Metadata generation - Githubissues

ControlNet / LAV-DF

[CVIU] Glitch in the Matrix: A Large Scale Benchmark for Content Driven Audio-Visual Forgery Detection and Localization

https://www.sciencedirect.com/science/article/pii/S1077314223001984

Other

67 stars 8 forks source link

Metadata generation #6

Closed TimWalita closed 1 year ago

TimWalita commented 1 year ago

Hello, I want to test your code on my own videos. Is there a way to generate the required metadata automatically for my own videos? I.e. how did you generate the metadata for LAV-DF? Do you have code for this?

ControlNet commented 1 year ago

Hi, the metadata format is a json file. Please follow the following description to build metadata for your video,

file: str. The file path.
n_fakes: int. The number of fake segments.
fake_periods: list[list[float]]. A list of fake segments' start and end timestamp pairs, for example [[2.5, 2.78], [3.1, 3.23]] means there are 2 fake segments. One is from 2.5 second to 2.78 second, another is from 3.1 second to 3.23 second. The legnth of this list should fit the n_fakes.
duration: float. length of the video in seconds.
original: str. The original real video of fake video. Set to null for real video.
modify_video: bool. The visual modality is modified or not.
modify_audio: bool. The audio modality is modified or not.
split: The train/dev/test split.
video_frames: The number of frames for this sample.
audio_channels: The number of audio channel. 1 for mono channel and 2 for stereo.
audio_frames: The length of the audio wave form array.

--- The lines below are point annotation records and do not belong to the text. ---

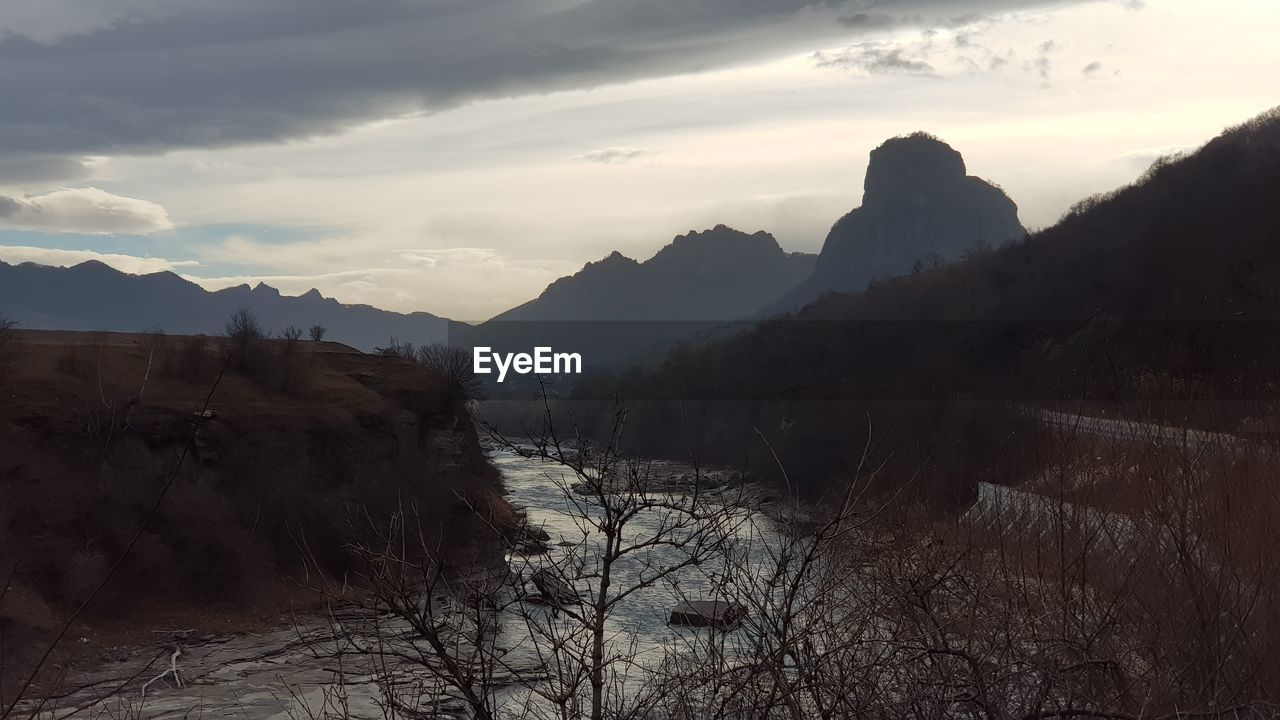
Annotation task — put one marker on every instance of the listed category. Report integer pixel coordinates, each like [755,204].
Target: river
[307,670]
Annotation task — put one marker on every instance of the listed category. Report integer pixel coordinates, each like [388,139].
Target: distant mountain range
[92,296]
[716,274]
[919,210]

TimWalita commented 1 year ago

Hi, thank you for your quick answer. Do you have the code to collect most of these information automatically? It would be a pain to do this manually for a lot of videos. Also, what if I don't know the fake periods? Can I just use a face detector to determine the sequence where any face occurs and figure out somehow whether these sequences are fake or not? Or would this just crush the detection accuracy if most of those faces are no fakes?

ControlNet commented 1 year ago

Do you have the code to collect most of these information automatically?

Of course, everything can be done automatically. If you assume your video is fully fake or real and do classification task, you can refer to #4.

Also, what if I don't know the fake periods?

If you only want to use the model to infer some video, you can directly load the model, coding a similar dataloader and forward the data into the model. After that, the model will output a boundary map, using the postprocess code provided in the repo can turn it to segments prediction.

If you want to train the model on some dataset, the label is required.

Can I just use a face detector to determine the sequence where any face occurs and figure out somehow whether these sequences are fake or not? Or would this just crush the detection accuracy if most of those faces are no fakes?

This method only takes the cropped facial video as input, so it cannot do group analysis.